Os rostos que se sucedem em close no vídeo do Comitê pelos Direitos Fundamentais e Livre Manifestação (ver aqui) são mais jovens ainda. Alguns exibem espinhas típicas da adolescência. Os que se apresentam como “militantes ativistas” – as vozes são sempre em off – denunciam ameaças de milicianos e ofertas de “proteção” de traficantes. Os que se identificam como administradores da página do Black Bloc na internet afirmam que tiveram seus direitos violados quando foram presos em casa, às vésperas das manifestações do Sete de Setembro – segundo o noticiário, os policiais tinham apenas mandado de busca e apreensão, não de prisão. Abrindo e fechando o vídeo, que aponta mais de 500 pessoas detidas arbitrariamente em protestos desde junho deste ano, o sociólogo Luiz Eduardo Soares se diz “muito, muito preocupado com as violações aos direitos fundamentais” e afirma que “o que está em jogo é a democracia no Brasil”, ameaçada “não por uma ou outra vitrine quebrada, mas pelo desrespeito à Constituição”.

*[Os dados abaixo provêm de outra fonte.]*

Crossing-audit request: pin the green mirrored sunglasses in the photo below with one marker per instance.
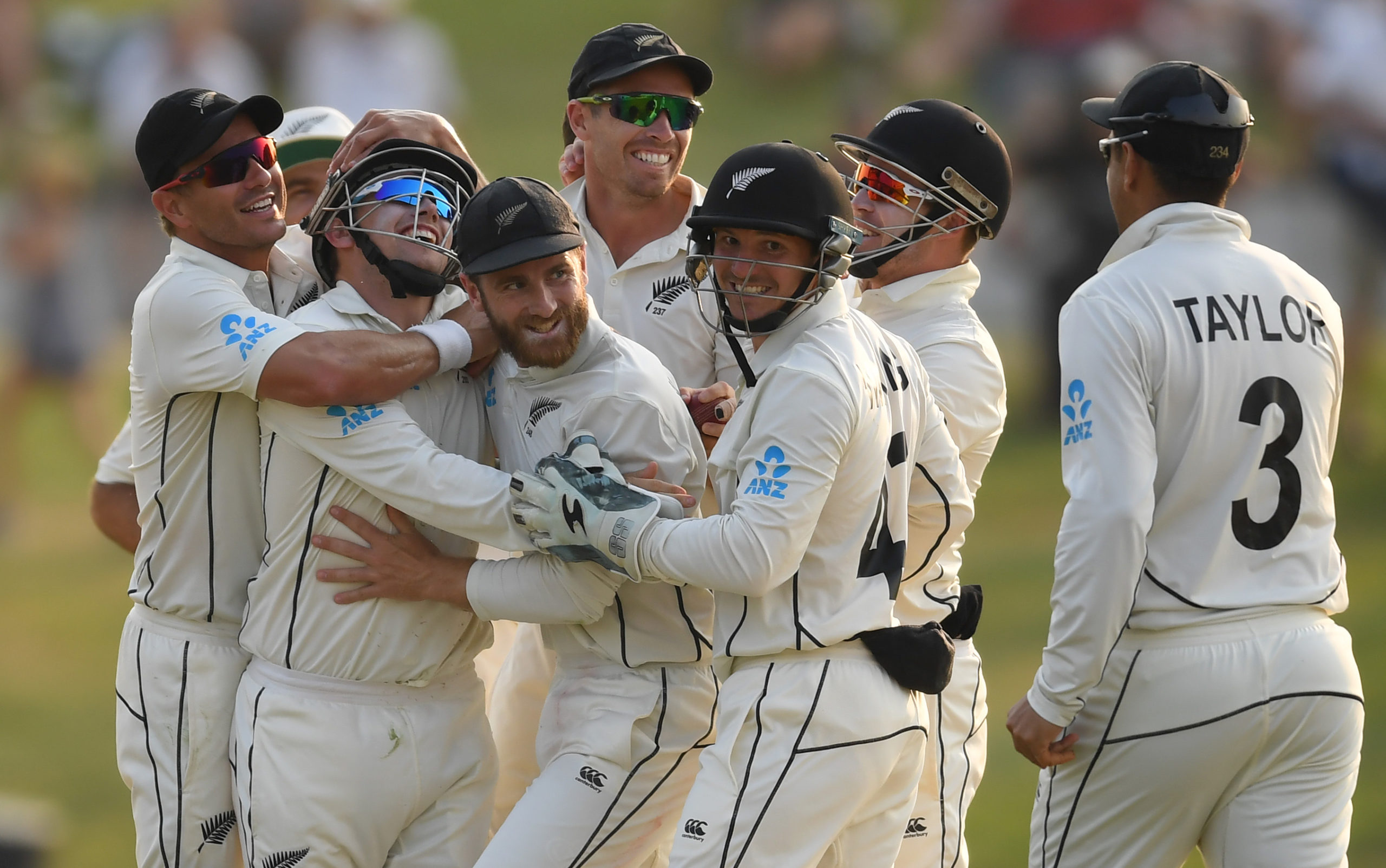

Se não há dúvida de que a questão fundamental é a defesa do Estado de direito, e consequentemente o combate a toda forma de arbítrio, por que essa causa não comove a opinião pública?

Rejeição à violência

Talvez porque esse público perceba e rejeite a gratuidade da violência que esse grupo adota como método. A reação de moradores do bairro de Laranjeiras, no Rio, onde os Black Blocs deixaram repetidamente seu rastro de depredação nas últimas semanas, foi muito significativa: “Atira! Atira!”, gritavam, da janela dos prédios, incentivando a PM a reprimir a ação dos mascarados na noite de 7 de setembro, como registrou a reportagem do Globo (9/9).

O Observatório na TV de terça-feira (17/9) foi dedicado ao tema dos Black Blocs e começava indagando por que as manifestações já não reúnem multidões e, salvo em casos específicos como o dos professores em greve, praticamente se resumem a essas dezenas de jovens cobertos de preto. Um dos motivos, certamente, é que não é possível manifestar-se todos os dias – a maioria das pessoas, mesmo a contragosto, tem de cuidar de sua rotina –, mas a repetição das cenas de destruição é sem dúvida um fator decisivo para afastar quem discorda desses métodos e teme pelas consequências. Não só no Brasil: a crítica aos Black Blocs foi intensa nos Estados Unidos já no ano passado e houve quem os chamasse de “câncer do Occupy” (ver aqui), acusando-os de esvaziar aquele movimento pacífico de protesto.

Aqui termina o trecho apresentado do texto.